Sunday, December 09, 2007

The People's Front of Judea lives!


This is why I can never find any time to blog about the serious issues of the day:

Laban led me to Stroppy's, where (via this recommendation) I discovered the London Pro-Feminist Men's Group blog.

There isn't a great deal on there yet, but the minutes of the group's second meeting on 15th November (present: Daniel, David and Jon) whetted my appetite for more:

Why use the term pro-feminist?

We discussed the idea of feminism as a movement of women to emancipate women from patriarchy and that men who support this should call themselves pro-feminist not feminist as they cannot know what it is to be an embodied socialised woman fighting against sexism. The alternative viewpoint argues that anyone who is against patriarchy (which includes people of all genders) should call themselves feminist. One person suggested that regardless of which you thought was the correct approach, calling ourselves pro-feminists has the advantage that it is less likely to antagonise existing feminists against us. None of us had a problem with the term pro-feminist and there was broad agreement with the first of these two basic ideas about using the term pro-feminist rather than feminist man or male feminist.
Phew. At least they got that settled. Now onto the difficult stuff:
We agreed that the group is undoubtedly going to be in tricky territory when it comes to discussing men and gender and there’s a strong temptation to pick our way carefully through this terrain in an intellectual way.
I'm just guessing here, but I'd venture to suggest that a surfeit of intellect will be the least of their problems.
We agreed that it’s important to develop a level of trust between group members so we can talk about how we feel about these issues and say things that might be controversial or sound silly and feel safe doing so.
Well, if they are worried about sounding silly, they're probably not best advised to publish their ruminations on the web...
We mentioned the fact that a small group isn’t such a bad thing but that 3 people was probably too few.
Or three too many?
We discussed the possibility of trying to attract more men through some kind of social event, possibly a film and discussion or something.
Aha! This is how they suck you in: they lure you along to a free showing of Die Hard, and then brainwash you into believing that it is a manifestation of patriarchal cultural imperialism. Cunning.

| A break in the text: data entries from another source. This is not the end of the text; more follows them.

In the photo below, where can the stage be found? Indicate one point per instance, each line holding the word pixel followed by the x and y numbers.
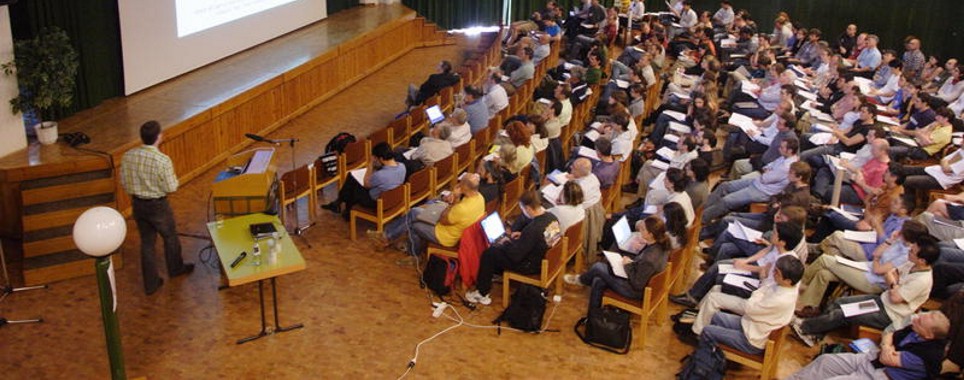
pixel 205 115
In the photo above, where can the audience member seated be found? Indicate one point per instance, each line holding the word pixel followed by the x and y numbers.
pixel 383 173
pixel 522 251
pixel 886 257
pixel 435 83
pixel 568 208
pixel 908 287
pixel 912 352
pixel 768 309
pixel 733 195
pixel 651 248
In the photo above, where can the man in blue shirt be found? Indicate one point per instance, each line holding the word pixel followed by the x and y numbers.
pixel 734 195
pixel 914 352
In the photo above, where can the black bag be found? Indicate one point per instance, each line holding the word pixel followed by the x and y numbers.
pixel 707 362
pixel 338 143
pixel 607 328
pixel 526 308
pixel 329 162
pixel 434 276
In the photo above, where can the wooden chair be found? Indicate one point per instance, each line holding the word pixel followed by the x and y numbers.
pixel 296 184
pixel 399 128
pixel 445 172
pixel 323 179
pixel 355 156
pixel 766 363
pixel 652 306
pixel 390 204
pixel 383 135
pixel 553 265
pixel 466 154
pixel 512 192
pixel 421 186
pixel 574 236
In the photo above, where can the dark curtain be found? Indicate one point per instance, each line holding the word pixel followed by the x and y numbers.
pixel 334 6
pixel 94 28
pixel 936 22
pixel 457 14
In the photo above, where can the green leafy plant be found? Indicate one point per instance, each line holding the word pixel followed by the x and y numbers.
pixel 46 69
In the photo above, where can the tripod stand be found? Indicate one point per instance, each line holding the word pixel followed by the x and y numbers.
pixel 7 289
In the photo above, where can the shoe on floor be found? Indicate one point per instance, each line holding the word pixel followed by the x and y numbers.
pixel 683 299
pixel 153 290
pixel 572 279
pixel 808 339
pixel 187 268
pixel 476 297
pixel 378 237
pixel 333 207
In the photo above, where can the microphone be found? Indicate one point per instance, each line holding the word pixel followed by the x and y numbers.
pixel 255 137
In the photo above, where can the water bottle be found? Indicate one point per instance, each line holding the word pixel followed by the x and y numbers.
pixel 256 255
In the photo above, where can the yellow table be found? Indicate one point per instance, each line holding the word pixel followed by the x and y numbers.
pixel 232 237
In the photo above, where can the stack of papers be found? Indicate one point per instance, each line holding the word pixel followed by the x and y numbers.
pixel 861 236
pixel 739 231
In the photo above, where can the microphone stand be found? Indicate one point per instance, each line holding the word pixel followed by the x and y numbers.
pixel 7 289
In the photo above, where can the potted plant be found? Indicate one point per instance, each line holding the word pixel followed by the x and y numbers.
pixel 46 69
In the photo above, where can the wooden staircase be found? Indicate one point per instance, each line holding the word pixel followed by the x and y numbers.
pixel 39 211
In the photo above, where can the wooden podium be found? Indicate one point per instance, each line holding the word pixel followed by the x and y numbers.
pixel 246 185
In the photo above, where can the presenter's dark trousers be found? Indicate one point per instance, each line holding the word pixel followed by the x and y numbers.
pixel 153 217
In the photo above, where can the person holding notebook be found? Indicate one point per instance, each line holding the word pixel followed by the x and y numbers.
pixel 532 234
pixel 442 222
pixel 908 287
pixel 636 270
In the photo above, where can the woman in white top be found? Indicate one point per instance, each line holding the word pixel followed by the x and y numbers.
pixel 568 209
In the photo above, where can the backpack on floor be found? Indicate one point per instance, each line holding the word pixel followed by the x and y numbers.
pixel 606 328
pixel 338 143
pixel 707 362
pixel 526 308
pixel 436 275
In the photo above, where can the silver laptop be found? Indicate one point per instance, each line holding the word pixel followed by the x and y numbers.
pixel 493 228
pixel 434 114
pixel 623 234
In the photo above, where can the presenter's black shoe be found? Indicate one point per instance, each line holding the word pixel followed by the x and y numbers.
pixel 333 207
pixel 187 268
pixel 154 289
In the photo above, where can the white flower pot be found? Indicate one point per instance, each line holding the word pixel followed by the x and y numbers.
pixel 46 132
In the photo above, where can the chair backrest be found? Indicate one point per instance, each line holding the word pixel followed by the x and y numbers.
pixel 399 129
pixel 356 152
pixel 381 135
pixel 466 153
pixel 394 199
pixel 445 170
pixel 574 236
pixel 296 182
pixel 421 184
pixel 555 258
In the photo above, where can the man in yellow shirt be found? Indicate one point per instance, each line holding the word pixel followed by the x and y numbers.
pixel 148 176
pixel 464 206
pixel 929 140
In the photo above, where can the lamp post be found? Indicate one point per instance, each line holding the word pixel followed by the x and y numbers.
pixel 98 232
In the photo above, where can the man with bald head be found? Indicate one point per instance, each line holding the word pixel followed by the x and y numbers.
pixel 464 206
pixel 581 173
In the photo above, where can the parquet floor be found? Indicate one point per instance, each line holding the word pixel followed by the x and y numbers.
pixel 363 314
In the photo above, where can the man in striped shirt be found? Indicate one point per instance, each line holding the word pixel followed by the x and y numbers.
pixel 148 176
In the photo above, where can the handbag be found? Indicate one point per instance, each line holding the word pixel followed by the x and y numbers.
pixel 607 329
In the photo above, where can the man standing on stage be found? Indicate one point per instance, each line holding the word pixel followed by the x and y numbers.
pixel 148 176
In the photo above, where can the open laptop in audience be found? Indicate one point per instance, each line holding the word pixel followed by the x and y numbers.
pixel 623 234
pixel 434 114
pixel 494 229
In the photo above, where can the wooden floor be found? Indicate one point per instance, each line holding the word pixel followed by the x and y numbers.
pixel 363 314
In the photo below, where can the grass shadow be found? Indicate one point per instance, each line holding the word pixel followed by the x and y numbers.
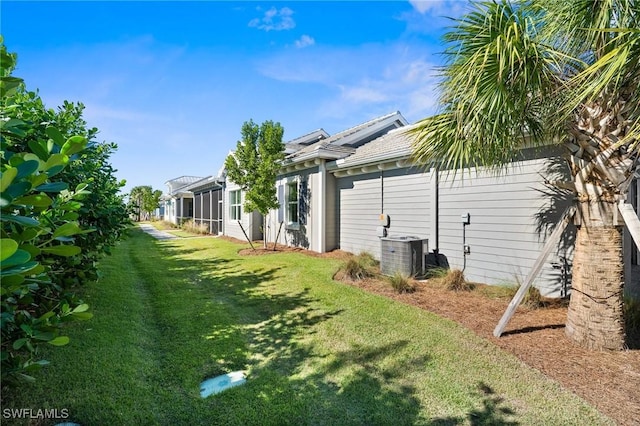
pixel 493 411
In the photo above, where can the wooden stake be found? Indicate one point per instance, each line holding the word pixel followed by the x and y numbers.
pixel 277 236
pixel 551 243
pixel 246 236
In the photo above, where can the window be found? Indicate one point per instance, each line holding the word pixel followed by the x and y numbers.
pixel 235 205
pixel 292 204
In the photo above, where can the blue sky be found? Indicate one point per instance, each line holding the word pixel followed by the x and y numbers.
pixel 172 82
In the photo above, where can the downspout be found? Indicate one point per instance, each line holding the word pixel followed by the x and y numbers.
pixel 435 211
pixel 322 207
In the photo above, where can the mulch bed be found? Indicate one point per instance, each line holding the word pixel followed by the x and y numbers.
pixel 610 381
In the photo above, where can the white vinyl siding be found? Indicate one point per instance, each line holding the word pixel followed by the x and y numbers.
pixel 359 213
pixel 235 205
pixel 506 233
pixel 292 206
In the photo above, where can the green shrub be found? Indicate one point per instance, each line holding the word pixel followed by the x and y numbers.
pixel 195 228
pixel 60 211
pixel 402 283
pixel 361 266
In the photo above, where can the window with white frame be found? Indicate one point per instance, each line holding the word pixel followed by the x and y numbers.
pixel 292 204
pixel 235 205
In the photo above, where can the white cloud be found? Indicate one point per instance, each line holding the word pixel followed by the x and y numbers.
pixel 305 41
pixel 450 8
pixel 274 20
pixel 362 81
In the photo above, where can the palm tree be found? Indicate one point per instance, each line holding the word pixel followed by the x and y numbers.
pixel 530 73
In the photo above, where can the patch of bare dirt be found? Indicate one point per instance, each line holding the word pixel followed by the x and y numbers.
pixel 610 381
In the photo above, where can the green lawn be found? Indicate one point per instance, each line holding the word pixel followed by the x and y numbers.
pixel 169 314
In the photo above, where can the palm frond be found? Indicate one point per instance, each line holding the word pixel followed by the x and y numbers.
pixel 496 90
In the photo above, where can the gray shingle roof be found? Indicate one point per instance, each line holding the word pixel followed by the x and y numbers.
pixel 393 145
pixel 356 135
pixel 180 182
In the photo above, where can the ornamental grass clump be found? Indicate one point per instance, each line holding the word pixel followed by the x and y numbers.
pixel 454 280
pixel 402 283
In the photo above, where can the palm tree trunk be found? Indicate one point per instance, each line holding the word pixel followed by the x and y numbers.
pixel 595 316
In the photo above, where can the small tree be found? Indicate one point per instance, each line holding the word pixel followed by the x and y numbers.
pixel 144 199
pixel 255 163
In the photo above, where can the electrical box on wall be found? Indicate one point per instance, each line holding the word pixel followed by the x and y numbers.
pixel 385 220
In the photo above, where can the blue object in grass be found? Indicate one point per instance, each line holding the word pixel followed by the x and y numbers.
pixel 220 383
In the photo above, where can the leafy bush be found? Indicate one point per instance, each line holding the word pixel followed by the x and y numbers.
pixel 360 267
pixel 454 280
pixel 60 209
pixel 402 283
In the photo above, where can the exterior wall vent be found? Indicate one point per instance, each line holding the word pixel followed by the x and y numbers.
pixel 403 254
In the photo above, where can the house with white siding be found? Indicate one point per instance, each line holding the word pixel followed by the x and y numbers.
pixel 208 206
pixel 492 225
pixel 178 200
pixel 307 216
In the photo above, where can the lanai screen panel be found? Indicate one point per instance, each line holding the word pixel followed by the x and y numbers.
pixel 197 203
pixel 206 205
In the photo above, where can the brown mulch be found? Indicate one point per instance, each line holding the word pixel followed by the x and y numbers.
pixel 610 381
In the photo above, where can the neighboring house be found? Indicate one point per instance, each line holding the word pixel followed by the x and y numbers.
pixel 208 205
pixel 332 195
pixel 237 222
pixel 350 189
pixel 178 200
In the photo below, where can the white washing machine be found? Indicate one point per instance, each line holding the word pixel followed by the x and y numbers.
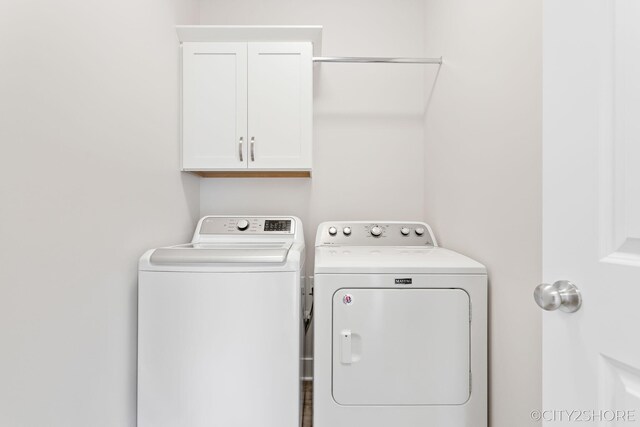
pixel 220 326
pixel 400 329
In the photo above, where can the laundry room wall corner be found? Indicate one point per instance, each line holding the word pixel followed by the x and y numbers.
pixel 483 175
pixel 89 179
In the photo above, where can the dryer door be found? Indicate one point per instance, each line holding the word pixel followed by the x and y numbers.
pixel 401 347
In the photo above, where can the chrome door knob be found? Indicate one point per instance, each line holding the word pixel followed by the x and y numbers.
pixel 562 295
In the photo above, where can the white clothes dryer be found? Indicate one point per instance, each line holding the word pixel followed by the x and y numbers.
pixel 400 329
pixel 220 326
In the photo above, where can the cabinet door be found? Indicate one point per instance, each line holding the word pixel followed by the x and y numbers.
pixel 280 105
pixel 214 106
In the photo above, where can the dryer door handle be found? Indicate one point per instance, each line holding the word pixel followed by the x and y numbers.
pixel 345 347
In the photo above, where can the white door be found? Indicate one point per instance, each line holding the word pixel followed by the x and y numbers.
pixel 401 347
pixel 591 358
pixel 280 105
pixel 214 100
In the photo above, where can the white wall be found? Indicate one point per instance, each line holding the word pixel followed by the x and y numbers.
pixel 483 174
pixel 88 180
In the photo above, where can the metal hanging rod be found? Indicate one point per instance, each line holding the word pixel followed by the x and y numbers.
pixel 373 60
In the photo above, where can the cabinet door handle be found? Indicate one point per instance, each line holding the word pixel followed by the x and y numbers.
pixel 253 145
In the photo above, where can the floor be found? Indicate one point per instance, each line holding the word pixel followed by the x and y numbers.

Next up is the agenda for the next meeting:
... a general discussion on the topic of fathers.
Now I'm interested...
Some of the questions we might talk about include: did you have a father? - if not, what was that like? What was your relationship with your father, what did they teach you about how to be, as a man? How did patriarchy and sexism operate in your family? What is your relationship with your father now? What did you learn from him, what would you like to teach/give him? If you are a father, in your own parenting what are the mistakes he made that you're avoiding, which ones are you repeating? What are the challenges for fathers now, and the obstacles to sharing parenting and housework equally? How can non-fathers support fathers, and mothers?
So many questions, yet no mention of disenfranchised dads like myself?

Somehow, I suspect I'd be about as welcome as a tramp at a garden party; but I might be tempted to go along just for the entertainment value.

Actually, no: I'd sooner stay at home and drink my own whiz than endure the company of these feeble-minded guilt-trippers.

2 comments:

Welshcakes Limoncello said...

I think you should go along and then tell us about it!

Deadbeat Dad said...

Not even in the cause of entertaining you, Welshcakes! Life is just too short.

Besides, I had enough of this kind of thing when I was in higher education.